Just about everyone is familiar with weather maps. There are many situations where it is useful to combine the underlying numerical weather data with other types of information. Accessing the weather data is a necessary first step.
The output from the U.S. National Centers for Environmental Prediction (NCEP) Global Forecast System (GFS) is freely available. The surface resolution of the model is ≈ 0.3º× 0.3°. The model runs every 6 hours, producing forecasts at 3-hourly intervals extending out to 16 days. As an example of output from GFS, the map (below) shows the predicted average temperature at 2 metres over the entire globe for the next 24 hr (date of this post). The map shows predicted cold conditions in Europe, and the continuing heatwave in Australia.
How the map was made
GFS forecasts are in a format called GRIB2. According to Wikipedia, “GRIB (GRIdded Binary) is a mathematically concise data format commonly used in meteorology to store historical and forecast weather data.” GRIB files contain physical fields such as temperature, humidity etc defined on a spatial grid, as well as boundary conditions such as vegetation type and elevation. The data might be assimilated from observations, or output from a forecast model.

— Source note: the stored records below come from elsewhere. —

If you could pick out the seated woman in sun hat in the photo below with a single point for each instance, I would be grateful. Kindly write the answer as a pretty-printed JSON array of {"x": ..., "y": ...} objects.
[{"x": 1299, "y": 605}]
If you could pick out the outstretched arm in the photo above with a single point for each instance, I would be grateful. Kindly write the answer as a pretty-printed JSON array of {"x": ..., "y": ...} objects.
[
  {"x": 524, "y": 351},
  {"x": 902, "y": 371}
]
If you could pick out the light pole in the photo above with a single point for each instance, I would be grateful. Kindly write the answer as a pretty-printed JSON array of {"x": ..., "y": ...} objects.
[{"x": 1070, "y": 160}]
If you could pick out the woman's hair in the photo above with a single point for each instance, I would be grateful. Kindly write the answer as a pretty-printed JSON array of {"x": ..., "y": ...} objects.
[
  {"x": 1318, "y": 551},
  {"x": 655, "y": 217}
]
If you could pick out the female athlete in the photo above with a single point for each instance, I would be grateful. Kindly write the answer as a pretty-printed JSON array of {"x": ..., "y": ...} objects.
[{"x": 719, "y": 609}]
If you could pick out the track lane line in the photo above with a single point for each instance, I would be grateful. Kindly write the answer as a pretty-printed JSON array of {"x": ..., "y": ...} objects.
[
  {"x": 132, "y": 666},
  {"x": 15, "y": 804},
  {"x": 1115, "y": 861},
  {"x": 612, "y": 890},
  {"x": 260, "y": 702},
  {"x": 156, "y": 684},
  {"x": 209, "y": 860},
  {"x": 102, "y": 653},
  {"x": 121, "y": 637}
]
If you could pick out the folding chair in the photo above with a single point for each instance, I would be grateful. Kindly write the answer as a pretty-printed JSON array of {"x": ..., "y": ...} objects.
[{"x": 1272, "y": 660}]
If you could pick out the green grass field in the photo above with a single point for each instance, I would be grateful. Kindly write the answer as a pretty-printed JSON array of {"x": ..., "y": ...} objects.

The first step is to translate the GRIB into a raster format such as netcdf which can be read in R. For example, the GRIB2 file gfs.2009121700/gfs.t00z.sfluxgrbf03.grib2 contains the 3-hr forecast surface data on 17 Dec 2009 produced at 00 UTC (midnight universal time). An inventory of the data contained in this file can be seen here. Download this forecast as temp.grb
To read temp.grb a utility called wgrib2 needs to be installed on your system. Then data such as land fraction can extracted into a netcdf file LAND.nc using the R shell command
shell("wgrib2 -s temp03.grb | grep :LAND: | wgrib2 -i temp00.grb -netcdf LAND.nc",intern=T)
The ncdf package can now be used to read the contents of LAND.nc.
landFrac <-open.ncdf("LAND.nc") land <- get.var.ncdf(landFrac,"LAND_surface") x <- get.var.ncdf(landFrac,"longitude") y <- get.var.ncdf(landFrac,"latitude")
The 1152×576 matrix land takes values 1 for land and 0 for water (sea-ice is 1). x and y are the longitude and latitude of the non-uniform GFS grid.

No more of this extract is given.